The two parallel cousin relationships that are continually mirrored in this book seemed a little incestuous for me. I kept expecting to read that Nicole and Ari had a kiss in the woods or something scandalous in their past. I’m not sure where all of Ari’s hate and control issues came from but I would’ve liked that to have been explored. All in all, this book is about families and the truth that lies behind the walls of their homes and hearts. Satisfying read.

Quotes I liked:

She slept with her mouth wide open, as if she had swallowed a disc of darkness.”

– “Children know what’s essential: friendships, our families. Those are the things that matter. We love what we love.”

– “It’s never too late to be grateful for you life.”

– “Trying to get to the bottom of a family schism was like peeling an onion-by the time you got to the end of it, there might be nothing left.”

– “Worry for him was a form of prayer.”

– “As long as you’re learning, you still feel alive.
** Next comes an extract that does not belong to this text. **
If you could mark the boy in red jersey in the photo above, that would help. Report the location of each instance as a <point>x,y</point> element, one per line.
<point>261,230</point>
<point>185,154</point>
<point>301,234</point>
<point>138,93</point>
Learning is the greatest defense against despair.”

– “Justice can punish a man for behaving illegally. It cannot force a man to do the right thing.”

– “…her greatest treasure was the leather-bound copy of the Koran she kept on a high shelf in her room. Her second-most-treasured book was Dale Carnegie’s How To Win Friends And Influence People.”

– “You never regret the things you don’t say,” he had once told her. “We Jews are people of the mouth. and that’s what gets us into ninety-nine percent of our trouble. Saying what’s on our minds.”

– “Family can form between people of no blood relation. Family, very simply, are the people to whom we feel most closely bound. Family is where we hold nothing back.”